Gold is not reliable as a hedge against geopolitical risks, Société Générale said on Thursday.
The performance of the yellow metal in periods of regional military conflicts is mixed and it has not performed well consistently, the bank said in a note on Thursday.
One of the most recent examples is the annexation of Crimea by the Russian military during which gold initially rallied towards $1,400.
“[But] the gold rally didn’t last very long and it wasn’t long before gold was trading at levels below when armed men seized Crimea’s parliament,” SocGen said.
While many observers may cite the Libyan war in 2011 as evidence of gold’s credentials as a safe-haven asset, the evidence is not compelling, it added.
While gold hit its all-time peak of $1,921.10 per ounce, nearly 40 percent higher than it is currently, in that rally, it was predominantly driven by “other bullish factors such as the Fed’s quantitative easing and the eurozone crisis”, the bank argued.
“But even if the Libyan civil war were the main driver of gold during this period, it is not difficult to show that gold has not been a reliable hedge against regional military conflicts,” it added.
Despite a small rally on news of the Iraqi invasion of Kuwait in 1990, gold did not hit its peak that year until shortly after the invasion and well before the US counter-attack.
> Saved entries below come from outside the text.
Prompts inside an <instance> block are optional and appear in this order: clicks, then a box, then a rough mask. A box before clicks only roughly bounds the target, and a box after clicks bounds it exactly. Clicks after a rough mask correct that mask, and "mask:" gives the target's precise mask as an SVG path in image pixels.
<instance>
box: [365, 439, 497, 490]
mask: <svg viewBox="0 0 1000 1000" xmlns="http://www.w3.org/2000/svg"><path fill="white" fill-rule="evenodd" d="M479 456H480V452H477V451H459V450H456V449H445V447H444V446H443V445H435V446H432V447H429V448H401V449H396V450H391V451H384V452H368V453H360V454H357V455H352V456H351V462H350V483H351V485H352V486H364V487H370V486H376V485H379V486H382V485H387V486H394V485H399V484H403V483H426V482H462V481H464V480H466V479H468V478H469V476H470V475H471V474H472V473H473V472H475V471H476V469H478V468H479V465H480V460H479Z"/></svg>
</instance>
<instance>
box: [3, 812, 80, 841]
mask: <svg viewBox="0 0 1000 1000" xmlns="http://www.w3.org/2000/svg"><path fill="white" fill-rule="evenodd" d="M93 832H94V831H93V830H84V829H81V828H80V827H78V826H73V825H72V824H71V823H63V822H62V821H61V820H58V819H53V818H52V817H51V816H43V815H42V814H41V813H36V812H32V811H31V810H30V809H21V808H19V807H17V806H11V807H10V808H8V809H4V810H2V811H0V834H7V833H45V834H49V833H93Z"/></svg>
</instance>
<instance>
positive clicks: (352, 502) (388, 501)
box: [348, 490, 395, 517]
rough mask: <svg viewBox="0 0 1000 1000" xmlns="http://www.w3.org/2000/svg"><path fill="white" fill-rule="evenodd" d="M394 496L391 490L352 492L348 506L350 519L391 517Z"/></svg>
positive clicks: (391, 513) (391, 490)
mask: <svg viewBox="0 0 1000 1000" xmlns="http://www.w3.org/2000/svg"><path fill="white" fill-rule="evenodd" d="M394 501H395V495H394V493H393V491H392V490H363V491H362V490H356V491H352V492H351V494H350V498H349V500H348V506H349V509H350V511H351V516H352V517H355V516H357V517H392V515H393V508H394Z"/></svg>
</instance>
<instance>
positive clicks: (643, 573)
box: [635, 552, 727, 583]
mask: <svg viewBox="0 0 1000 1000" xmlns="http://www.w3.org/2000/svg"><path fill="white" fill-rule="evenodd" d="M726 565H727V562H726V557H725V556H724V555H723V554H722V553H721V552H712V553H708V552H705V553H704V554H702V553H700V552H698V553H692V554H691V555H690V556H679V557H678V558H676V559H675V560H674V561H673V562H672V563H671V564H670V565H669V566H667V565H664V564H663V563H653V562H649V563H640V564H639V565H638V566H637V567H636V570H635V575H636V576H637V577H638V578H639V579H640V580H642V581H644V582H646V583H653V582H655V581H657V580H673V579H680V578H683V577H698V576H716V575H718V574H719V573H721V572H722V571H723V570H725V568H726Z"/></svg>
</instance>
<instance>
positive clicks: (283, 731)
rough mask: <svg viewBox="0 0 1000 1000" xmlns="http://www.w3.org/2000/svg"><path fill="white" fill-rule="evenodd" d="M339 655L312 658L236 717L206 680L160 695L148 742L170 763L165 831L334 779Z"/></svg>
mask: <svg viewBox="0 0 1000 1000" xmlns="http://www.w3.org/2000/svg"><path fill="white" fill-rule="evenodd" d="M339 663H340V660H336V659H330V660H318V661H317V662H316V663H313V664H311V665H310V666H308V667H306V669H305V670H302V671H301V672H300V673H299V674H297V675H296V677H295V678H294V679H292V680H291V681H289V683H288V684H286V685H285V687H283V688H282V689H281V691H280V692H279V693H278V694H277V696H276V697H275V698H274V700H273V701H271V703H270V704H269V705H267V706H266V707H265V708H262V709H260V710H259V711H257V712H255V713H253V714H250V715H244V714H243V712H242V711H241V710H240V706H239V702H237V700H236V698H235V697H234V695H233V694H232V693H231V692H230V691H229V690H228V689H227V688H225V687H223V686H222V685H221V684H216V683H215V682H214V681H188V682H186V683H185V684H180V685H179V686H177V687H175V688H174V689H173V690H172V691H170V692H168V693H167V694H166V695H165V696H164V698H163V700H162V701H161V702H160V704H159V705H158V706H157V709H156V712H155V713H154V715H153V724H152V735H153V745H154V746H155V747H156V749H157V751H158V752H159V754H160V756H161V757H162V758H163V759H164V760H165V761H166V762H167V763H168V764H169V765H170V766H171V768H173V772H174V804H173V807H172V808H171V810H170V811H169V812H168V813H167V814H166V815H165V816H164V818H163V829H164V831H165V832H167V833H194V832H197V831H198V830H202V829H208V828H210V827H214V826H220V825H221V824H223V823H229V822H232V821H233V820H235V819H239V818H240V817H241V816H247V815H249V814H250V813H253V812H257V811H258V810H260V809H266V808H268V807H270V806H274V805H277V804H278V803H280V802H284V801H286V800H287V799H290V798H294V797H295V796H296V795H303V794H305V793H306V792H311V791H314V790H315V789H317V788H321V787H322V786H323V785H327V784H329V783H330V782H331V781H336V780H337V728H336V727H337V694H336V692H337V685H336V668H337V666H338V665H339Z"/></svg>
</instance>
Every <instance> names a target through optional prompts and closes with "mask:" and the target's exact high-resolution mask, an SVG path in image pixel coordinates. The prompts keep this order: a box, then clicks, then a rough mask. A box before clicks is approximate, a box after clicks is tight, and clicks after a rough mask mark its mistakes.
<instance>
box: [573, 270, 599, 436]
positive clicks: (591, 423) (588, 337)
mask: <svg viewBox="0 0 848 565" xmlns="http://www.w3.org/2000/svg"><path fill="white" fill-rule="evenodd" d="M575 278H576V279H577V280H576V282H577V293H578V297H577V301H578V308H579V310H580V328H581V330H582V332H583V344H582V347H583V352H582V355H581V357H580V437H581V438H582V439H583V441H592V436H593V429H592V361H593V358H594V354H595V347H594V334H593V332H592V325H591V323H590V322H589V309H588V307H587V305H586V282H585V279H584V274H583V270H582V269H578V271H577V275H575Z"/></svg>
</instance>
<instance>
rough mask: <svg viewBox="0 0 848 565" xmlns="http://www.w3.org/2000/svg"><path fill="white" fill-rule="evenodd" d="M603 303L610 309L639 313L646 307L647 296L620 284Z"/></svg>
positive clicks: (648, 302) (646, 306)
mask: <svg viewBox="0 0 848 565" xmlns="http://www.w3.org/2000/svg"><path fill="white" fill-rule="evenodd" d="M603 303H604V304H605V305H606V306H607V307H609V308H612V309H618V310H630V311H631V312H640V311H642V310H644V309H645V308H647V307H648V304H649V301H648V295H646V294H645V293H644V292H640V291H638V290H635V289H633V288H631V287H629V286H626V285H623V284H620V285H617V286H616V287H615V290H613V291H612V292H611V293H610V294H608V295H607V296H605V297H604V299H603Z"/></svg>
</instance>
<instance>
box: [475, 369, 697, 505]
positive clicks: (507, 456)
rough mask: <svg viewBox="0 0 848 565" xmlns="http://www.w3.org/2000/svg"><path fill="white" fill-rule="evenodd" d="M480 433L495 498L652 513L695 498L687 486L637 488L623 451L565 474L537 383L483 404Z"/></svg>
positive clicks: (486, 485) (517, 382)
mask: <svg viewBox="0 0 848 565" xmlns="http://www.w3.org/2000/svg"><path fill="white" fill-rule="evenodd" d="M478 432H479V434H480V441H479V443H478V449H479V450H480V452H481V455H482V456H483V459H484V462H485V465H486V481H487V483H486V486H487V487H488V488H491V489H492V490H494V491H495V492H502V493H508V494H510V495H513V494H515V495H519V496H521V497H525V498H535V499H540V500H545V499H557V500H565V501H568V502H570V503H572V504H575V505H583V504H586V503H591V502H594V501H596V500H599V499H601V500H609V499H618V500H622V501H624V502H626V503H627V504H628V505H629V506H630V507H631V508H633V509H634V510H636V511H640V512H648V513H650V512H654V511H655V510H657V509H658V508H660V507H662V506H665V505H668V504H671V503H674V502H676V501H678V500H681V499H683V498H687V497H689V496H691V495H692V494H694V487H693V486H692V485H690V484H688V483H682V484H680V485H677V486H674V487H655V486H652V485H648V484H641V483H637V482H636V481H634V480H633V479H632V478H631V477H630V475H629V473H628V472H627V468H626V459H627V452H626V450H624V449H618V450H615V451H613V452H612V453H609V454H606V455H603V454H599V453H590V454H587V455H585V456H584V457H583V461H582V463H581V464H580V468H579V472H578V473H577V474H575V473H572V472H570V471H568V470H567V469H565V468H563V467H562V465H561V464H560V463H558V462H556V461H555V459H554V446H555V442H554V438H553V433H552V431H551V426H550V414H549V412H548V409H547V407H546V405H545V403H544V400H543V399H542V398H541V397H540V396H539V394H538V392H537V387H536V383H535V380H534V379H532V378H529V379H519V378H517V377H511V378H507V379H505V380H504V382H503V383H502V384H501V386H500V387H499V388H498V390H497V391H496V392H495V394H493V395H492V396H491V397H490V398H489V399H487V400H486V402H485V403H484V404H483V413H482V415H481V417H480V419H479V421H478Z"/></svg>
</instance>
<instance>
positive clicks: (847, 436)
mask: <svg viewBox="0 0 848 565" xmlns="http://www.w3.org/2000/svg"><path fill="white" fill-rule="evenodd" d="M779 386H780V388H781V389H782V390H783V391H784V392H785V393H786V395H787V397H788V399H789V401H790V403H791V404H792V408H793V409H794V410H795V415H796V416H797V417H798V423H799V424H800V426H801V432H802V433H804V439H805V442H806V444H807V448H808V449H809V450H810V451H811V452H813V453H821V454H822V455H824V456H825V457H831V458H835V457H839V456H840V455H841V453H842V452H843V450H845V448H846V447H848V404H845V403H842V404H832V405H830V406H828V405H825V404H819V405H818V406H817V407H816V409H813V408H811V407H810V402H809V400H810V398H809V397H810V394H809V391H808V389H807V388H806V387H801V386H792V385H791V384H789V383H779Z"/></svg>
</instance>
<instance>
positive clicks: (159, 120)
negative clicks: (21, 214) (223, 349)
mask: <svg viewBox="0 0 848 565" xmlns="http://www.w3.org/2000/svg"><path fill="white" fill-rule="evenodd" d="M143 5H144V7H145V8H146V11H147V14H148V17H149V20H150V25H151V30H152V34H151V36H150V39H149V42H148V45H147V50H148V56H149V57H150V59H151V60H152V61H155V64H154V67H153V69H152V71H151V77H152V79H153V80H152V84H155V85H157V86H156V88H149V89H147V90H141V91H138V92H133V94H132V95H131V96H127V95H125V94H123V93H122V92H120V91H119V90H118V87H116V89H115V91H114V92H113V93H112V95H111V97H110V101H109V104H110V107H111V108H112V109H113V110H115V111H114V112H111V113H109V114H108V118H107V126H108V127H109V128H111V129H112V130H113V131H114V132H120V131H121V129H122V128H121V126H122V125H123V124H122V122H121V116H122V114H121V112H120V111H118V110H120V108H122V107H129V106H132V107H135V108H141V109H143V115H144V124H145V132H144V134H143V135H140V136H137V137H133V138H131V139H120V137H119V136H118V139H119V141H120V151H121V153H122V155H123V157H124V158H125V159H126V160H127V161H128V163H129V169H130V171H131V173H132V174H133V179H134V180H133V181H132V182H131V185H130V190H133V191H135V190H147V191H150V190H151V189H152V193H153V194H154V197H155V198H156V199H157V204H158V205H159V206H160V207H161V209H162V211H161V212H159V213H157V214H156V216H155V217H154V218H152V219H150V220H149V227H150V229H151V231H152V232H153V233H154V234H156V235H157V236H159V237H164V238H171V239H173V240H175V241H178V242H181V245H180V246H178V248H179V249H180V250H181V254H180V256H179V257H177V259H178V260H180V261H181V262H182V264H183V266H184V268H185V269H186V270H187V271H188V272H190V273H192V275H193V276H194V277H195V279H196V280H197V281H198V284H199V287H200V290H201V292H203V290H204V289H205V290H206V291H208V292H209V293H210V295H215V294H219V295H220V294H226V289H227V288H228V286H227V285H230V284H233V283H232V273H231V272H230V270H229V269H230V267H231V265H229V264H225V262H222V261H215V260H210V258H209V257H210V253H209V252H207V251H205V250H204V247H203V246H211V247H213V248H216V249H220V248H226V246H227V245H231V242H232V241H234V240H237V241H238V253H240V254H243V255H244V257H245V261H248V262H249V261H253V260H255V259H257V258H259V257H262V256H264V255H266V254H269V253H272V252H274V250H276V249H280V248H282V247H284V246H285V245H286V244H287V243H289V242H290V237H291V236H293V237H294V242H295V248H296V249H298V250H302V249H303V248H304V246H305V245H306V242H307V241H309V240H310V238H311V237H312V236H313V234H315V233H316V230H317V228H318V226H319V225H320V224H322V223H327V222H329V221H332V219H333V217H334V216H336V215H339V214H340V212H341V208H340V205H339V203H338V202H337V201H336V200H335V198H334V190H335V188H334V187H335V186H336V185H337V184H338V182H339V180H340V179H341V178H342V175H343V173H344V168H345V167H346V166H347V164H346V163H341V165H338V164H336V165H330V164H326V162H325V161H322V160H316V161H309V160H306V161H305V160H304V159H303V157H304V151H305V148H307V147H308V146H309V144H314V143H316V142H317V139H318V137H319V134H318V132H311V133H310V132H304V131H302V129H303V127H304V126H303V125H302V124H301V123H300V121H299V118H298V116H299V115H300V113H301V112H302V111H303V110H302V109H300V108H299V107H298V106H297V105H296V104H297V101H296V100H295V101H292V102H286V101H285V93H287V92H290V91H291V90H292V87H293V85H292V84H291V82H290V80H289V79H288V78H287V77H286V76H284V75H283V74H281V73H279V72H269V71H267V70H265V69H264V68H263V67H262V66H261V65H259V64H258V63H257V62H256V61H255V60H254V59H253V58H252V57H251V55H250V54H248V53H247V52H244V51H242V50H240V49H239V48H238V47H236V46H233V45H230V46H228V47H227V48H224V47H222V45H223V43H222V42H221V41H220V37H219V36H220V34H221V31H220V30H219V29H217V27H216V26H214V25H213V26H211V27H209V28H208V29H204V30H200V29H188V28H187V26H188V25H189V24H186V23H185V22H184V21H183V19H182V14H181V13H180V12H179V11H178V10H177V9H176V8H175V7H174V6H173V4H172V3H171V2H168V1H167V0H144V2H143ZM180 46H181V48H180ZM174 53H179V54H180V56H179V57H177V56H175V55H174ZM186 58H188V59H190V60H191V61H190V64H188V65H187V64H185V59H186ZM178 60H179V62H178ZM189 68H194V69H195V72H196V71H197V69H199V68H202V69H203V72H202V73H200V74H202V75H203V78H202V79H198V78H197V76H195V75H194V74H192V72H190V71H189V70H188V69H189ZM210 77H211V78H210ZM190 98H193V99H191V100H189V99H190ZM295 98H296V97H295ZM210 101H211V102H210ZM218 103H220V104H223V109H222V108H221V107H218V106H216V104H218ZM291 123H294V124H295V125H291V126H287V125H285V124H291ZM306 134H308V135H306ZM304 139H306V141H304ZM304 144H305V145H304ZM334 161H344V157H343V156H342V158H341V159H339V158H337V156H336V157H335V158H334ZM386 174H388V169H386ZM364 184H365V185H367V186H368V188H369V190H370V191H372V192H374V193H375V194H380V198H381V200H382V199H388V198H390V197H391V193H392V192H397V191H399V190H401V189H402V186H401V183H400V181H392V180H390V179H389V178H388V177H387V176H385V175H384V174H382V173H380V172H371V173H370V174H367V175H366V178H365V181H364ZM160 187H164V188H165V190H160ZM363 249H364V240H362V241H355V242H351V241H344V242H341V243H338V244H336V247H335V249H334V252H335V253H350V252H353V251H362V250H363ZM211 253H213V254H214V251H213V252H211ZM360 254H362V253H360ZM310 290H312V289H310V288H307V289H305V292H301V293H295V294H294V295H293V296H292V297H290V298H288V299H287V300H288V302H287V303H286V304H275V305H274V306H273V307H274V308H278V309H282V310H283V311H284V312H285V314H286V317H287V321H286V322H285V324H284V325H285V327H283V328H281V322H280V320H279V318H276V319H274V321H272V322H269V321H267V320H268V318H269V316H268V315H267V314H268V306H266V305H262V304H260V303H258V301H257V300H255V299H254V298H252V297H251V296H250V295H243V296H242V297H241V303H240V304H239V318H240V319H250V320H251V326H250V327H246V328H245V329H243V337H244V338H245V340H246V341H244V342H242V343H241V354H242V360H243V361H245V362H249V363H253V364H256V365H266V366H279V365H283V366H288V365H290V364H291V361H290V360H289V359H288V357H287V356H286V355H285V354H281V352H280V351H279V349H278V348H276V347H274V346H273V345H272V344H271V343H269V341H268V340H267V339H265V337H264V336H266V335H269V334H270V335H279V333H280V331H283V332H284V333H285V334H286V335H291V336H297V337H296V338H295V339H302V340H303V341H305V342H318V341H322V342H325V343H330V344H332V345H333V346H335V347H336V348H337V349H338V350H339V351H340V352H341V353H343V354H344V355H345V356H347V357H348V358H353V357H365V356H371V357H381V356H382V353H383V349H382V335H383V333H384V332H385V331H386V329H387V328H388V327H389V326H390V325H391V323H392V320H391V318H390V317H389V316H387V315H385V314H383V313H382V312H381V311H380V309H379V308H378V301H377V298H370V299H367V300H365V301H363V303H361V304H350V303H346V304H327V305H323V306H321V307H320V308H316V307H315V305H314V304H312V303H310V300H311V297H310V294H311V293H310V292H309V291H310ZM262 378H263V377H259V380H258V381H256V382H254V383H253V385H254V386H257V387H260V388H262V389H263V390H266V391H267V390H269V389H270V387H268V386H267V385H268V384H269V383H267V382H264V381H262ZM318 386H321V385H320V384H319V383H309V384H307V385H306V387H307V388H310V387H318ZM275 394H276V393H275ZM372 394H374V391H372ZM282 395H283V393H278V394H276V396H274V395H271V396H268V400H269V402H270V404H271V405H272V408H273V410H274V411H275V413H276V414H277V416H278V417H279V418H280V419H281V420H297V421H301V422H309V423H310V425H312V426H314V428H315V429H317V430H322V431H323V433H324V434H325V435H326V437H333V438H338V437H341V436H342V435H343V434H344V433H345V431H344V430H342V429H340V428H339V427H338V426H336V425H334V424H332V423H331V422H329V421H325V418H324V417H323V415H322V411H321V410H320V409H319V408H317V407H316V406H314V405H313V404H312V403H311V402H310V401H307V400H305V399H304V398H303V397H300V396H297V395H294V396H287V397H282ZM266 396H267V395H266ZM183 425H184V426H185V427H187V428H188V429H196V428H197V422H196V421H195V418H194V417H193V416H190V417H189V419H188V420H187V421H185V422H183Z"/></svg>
Subsequently, the gold price ended lower than where it was before the conflict.
Furthermore, following the Hezbollah attack on Israel in 2006, the gold price “hardly rallied” and again ended lower than it was before the start of the conflict, SocGen said.
Long gold positions do not provide a reliable and consistent hedge against geopolitical uncertainty, it concluded.
“The gold price may rally from time to time on news of military conflicts, but the historical evidence is mixed at best and such rallies are likely to be short-lived,” the bank said.
Instead, Federal Reserve policy, US inflation, real interest rates and the dollar are the dominant drivers of gold most of the time.
“If so, the gold price is likely to trend lower as Fed policy is likely to become less accommodative and US real bond yields are likely to trend higher over time. We consider a gold price close to or above $1,200 to be a very good entry level for shorting gold,” SocGen said.